Mialane et le fromage de Roquefort…

     Autre domaine dans lequel Mialane sut investir et s’enrichir : le fromage de Roquefort.

    En février 1872, Alphonse, Joseph De Bourzès, Achille et Florentin Roucoules vendent à André Mialane (pour 3/4) et Joseph Monestier (pour 1/4) la maison Arlabosse élevée sur 3 étages et une cave vinaire à Roquefort (Aveyron). Mialane a donc l’intention de se lancer dans le commerce du fromage.

     En avril, il fait l’acquisition (pour 1/2), avec son beau-frère Charles Nouguier, médecin à St Félix de Sorgues (pour 1/4) et Joseph Monestier (pour 1/4) d’une terre et d’un jardin achetés à Eugène Abeille. Une cave y sera creusée.

     Le 1er janvier 1873 apparaît la société A. Mialane, Joseph Monestier et Cie qui évolue un mois plus tard en société A. Mialane, Joseph Monestier, G. Caylet et Cie. L’acte stipule que Mialane et Monestier apportent une cave à fromage en construction.

     Mialane reprend le 1/4 de Monestier et, en 1877, les parts de Caylet : il continue donc seul l’exploitation.

     En 1878, la cave Mialane participe à l’Exposition Universelle.

     En 1883, la cave Mialane est intégrée à la société des caves et producteurs de Roquefort contre 450 actions. André Mialane entre au conseil de la société comme administrateur.

    

 Coupes de la cave Mialane (d’après la revue « Le Tour du Monde » de 1875)

Mialane et la vie publique...

     En 1870, il est nommé capitaine organisateur de la garde nationale de Lunas. Cette ébauche d’armée, moyen ultime mis en place pour lutter contre les Prussiens, était constituée de 176 hommes pour le canton.

     En octobre, bien que n’ayant jamais été militaire, il est désigné commandant des gardes nationaux des cantons de Lunas et du Caylar. Il se consacre alors activement à cette tâche, essayant de réunir des fonds pour équiper ses troupes. En 1879, André Mialane est élu conseiller de l’arrondissement de Lodève.

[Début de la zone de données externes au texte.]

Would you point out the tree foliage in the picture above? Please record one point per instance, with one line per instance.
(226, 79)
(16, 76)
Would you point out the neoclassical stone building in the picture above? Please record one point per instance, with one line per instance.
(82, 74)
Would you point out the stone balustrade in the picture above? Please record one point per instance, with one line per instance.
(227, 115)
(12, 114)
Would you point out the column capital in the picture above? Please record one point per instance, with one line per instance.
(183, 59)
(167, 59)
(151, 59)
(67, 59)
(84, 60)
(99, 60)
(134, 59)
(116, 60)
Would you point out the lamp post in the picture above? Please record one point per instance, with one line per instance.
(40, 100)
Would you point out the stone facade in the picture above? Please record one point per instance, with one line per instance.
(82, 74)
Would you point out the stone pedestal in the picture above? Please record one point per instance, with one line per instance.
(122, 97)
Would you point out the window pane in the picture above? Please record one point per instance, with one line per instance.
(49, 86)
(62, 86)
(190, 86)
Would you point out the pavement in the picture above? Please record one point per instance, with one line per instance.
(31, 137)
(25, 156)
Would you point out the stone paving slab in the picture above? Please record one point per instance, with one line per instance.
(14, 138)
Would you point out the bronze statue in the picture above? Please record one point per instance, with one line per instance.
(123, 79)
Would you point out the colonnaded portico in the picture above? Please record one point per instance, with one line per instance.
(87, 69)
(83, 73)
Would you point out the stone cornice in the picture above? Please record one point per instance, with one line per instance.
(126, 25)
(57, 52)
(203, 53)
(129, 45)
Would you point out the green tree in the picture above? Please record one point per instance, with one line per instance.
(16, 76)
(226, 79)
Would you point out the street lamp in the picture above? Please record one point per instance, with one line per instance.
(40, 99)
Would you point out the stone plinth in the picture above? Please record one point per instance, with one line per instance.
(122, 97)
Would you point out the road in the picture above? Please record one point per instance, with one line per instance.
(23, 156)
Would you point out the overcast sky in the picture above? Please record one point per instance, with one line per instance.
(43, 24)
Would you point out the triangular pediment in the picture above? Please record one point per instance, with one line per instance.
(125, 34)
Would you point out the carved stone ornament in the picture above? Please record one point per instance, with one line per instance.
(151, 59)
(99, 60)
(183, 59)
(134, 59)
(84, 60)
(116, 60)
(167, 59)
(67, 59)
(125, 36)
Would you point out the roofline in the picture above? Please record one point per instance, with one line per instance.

     En 1884, il sera le premier maire de Lunas élu au suffrage direct et assurera ces deux fonctions jusqu’à son décès. C’est sous son mandat que sera ouverte la route de Nize dans le flanc nord du Redondel. Cette nouvelle voie, creusée à la dynamite dans le calcaire permettra de rejoindre les hameaux de Gours, Les Pascals, Briandes, Nize, Laval de Nize... sans avoir à emprunter l’étroite rue de l’Hôpital et le pont de Rouby.

Mialane, chef de famille…

     Vers 1870, sur un terrain acheté à Hippolyte Charamaule, en bordure de la Grand’Route, il fait construire une grande maison dont le parc arboré, entouré de hauts murs (avec tessons de verre en sommet), abrite des biches.

     Il fait effectuer, vers 1876, le captage de sources dans la vallée de Nize, permettant le fonctionnement de 2 béliers hydrauliques : il a ainsi l’eau courante à tous les étages et un jet d’eau dans son parc... En contrepartie, la municipalité lui impose de concéder le quart de cette eau pour alimenter trois fontaines publiques (pont Vieux, chemin de Pancrace et Croix de Mission).

     André Mialane et Véronique Nouguier eurent sept enfants. Trois mourront en bas âge.

     André, Charles, Alexandre (1856-1910) restera célibataire. En 1876, il s’engage pour un an dans la cavalerie, au 17e régiment de dragons. Son père lui confie la responsabilité de la commercialisation de la dynamite dans la région, mais il n’aura pas son envergure dans la gestion du patrimoine familial. Après le décès du chef de famille, il abandonne progressivement les charges d’administrateur des diverses sociétés (dynamite, roquefort), mais garde la passion paternelle pour la chasse à courre pratiquée sur le Larzac. Voici l’un des rares témoignages recueilli sur cet homme : " Il était très grand et allait à la chasse. Il avait 40 chiens au-dessus des maisons face à la poste actuelle. Une femme pétrissait chaque semaine une fournée de pain pour les nourrir. Ce pain était cuit dans un four, appartenant à Tessier, rue du Chemin Neuf ".
     Ses trois sœurs, bien dotées, constituèrent de riches partis certainement convoités :
     Véronique, Élisabeth, Claire (1858-1946) épouse, en 1881, Louis, Ernest Barié, médecin-chef de clinique à la faculté de médecine de Paris. Parmi les témoins, on note Louis Roux directeur général de la société de dynamite française, Paul Leroy-Beaulieu professeur au Collège de France.
     Sophie, Pauline, Julie (1865-1964) se marie en 1885 à Marie, Pierre, Numa Ancessy propriétaire. Le mariage civil se déroule publiquement les portes ouvertes en la maison de M. Mialane père de l’épouse, M. Ancessy, père de l’époux, étant empêché par la maladie de se rendre à la maison commune.
     Louise, Charlotte, Émilie (1868- ?) s’unit en 1889 à Paul, Marie Humbert docteur en droit, sous-préfet de Lorient, originaire de la Meuse. Léon Bourgeois député de la Marne, André Chiffard vice-président du conseil de préfecture de la Marne, Paul François Barbe ancien officier, ancien ministre, député et Paul Leroy-Beaulieu seront les témoins.
     Tous ces mariages, célébrés à Lunas en grande pompe, durent en leur temps, créer l’évènement.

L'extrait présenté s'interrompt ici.